We strive to publish a blog post once a day. For the most part, we do. Some blog posts are in-depth, amusing, and awesome. Others are just ok (I can say that about this post, because I wrote it. Would I have liked to have spent more time polishing, editing and overthinking this post? Of course. But, blogging is about living to fight another day. If the post was truly terrible, I wouldn’t have published it. But, it was good enough to ship). In blogging, the sum is greater than the parts. There’s always a new day to prove yourself.

The sum of the parts, for us, is the fact that we rank for thousands of keywords and #1 for some of the most sought-after keywords. We do this because we ship. We publish. Frequently. And we know that sometimes we can’t let perfect be the enemy of good.

Fear #3: I’m afraid that if I don’t write the posts myself, I’m somehow undermining the “spirit” of content marketing

This is the common misconception when partnering with us. We shouldn’t replace, we should complement you or your copywriting team. I always encourage business owners to still blog once in awhile, even if they outsource their blogging to us or a freelancer. People often get hung up on the fact that they should do all the blogging themselves. Test this hypothesis.

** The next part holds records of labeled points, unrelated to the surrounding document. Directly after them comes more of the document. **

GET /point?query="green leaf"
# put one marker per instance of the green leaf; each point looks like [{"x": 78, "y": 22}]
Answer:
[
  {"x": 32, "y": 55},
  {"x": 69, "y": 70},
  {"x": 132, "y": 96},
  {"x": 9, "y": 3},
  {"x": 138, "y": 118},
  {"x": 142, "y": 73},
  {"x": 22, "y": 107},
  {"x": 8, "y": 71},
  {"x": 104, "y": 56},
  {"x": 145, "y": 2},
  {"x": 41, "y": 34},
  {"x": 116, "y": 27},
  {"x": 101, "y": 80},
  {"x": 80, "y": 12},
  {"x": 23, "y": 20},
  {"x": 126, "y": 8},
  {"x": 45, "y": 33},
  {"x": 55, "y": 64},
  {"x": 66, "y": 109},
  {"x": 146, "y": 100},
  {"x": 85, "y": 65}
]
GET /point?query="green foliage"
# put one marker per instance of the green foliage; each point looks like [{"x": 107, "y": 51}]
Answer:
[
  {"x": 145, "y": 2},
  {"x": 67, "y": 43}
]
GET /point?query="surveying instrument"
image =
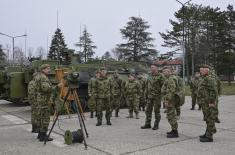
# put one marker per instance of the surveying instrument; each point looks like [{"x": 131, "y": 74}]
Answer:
[{"x": 72, "y": 80}]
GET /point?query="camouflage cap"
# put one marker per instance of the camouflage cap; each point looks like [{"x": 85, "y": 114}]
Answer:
[{"x": 44, "y": 66}]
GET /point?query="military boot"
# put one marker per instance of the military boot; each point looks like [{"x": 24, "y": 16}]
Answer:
[
  {"x": 156, "y": 126},
  {"x": 130, "y": 115},
  {"x": 146, "y": 126},
  {"x": 108, "y": 122},
  {"x": 116, "y": 113},
  {"x": 206, "y": 139},
  {"x": 173, "y": 134},
  {"x": 92, "y": 115},
  {"x": 137, "y": 116}
]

If you’re blogging to raise awareness, grow your SEO footprint and/or maintain a consistent level of content to repurpose across your marketing channels, measure to see whether it matters if you blog or someone else blogs.

And here’s a dirty secret, CEOs and business leaders use ghost writers all the time. I spoke to someone at PartnerCon last night who uses ghost writers for his blog entries.

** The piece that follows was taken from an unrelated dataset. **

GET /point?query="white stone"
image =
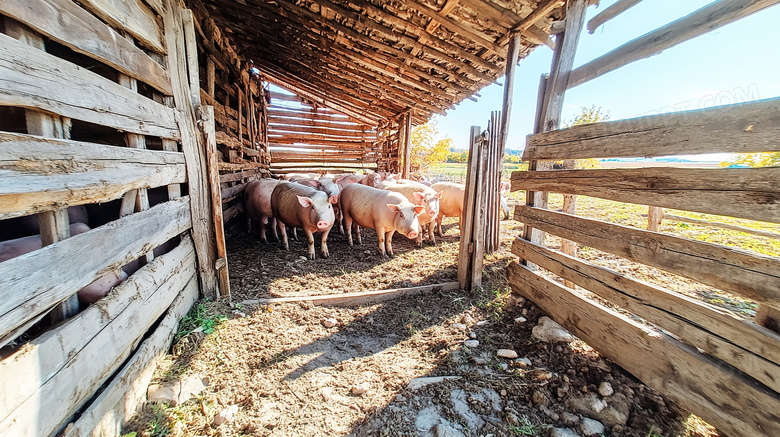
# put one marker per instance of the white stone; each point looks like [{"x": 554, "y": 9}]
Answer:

Don’t get me wrong, I think that there’s a lot of value in creating content yourself. But at the same time, your time is limited. Write your own blog posts, outsource a couple, and see what posts provide the most value for you, your time, and your business.

It’s odd that people preach the importance of writing your own content, but are totally fine with outsourcing their brand, logo, or website design to a third-party. Your words and your image are equally important. Yet, we’ll freely outsource our design and feel guilty if we outsource our content. I’ll never understand this.

Fear #4: I’m not ready to start blogging without a strategy

I was talking with a PartnerCon attendee, Julian Mills. He mentioned that he just started blogging. His strategy? Writing blogs that answer common questions or address common search terms for his business. That’s it. He’s an Infusionsoft expert based in the United Kingdom. He wrote a blog post entitled “Buy Infusionsoft UK”. The post provides helpful considerations when buying Infusionsoft software. It’s not long, it’s not filled with tons of pictures, graphs, infographics, videos, etc., and guess what? Search “buy infusionsoft” in Google and he’s on the first page of organic results.

He didn’t obsess over all the analytics related to a keyword. He didn’t overthink it. He knew that people search “buy infusionsoft,” so he wrote a post on it.

Sometimes the best strategy is DO. It’s easy to use potential pitfalls of blogging as an excuse not to blog or get started. I know, it’s scary to start. But you’ll be in a completely different mindset once you start publishing and doing. You can adjust course, see the quantitative progress, repurpose content across other channels, the list goes on and on when you start blogging. But the list doesn’t start without first doing.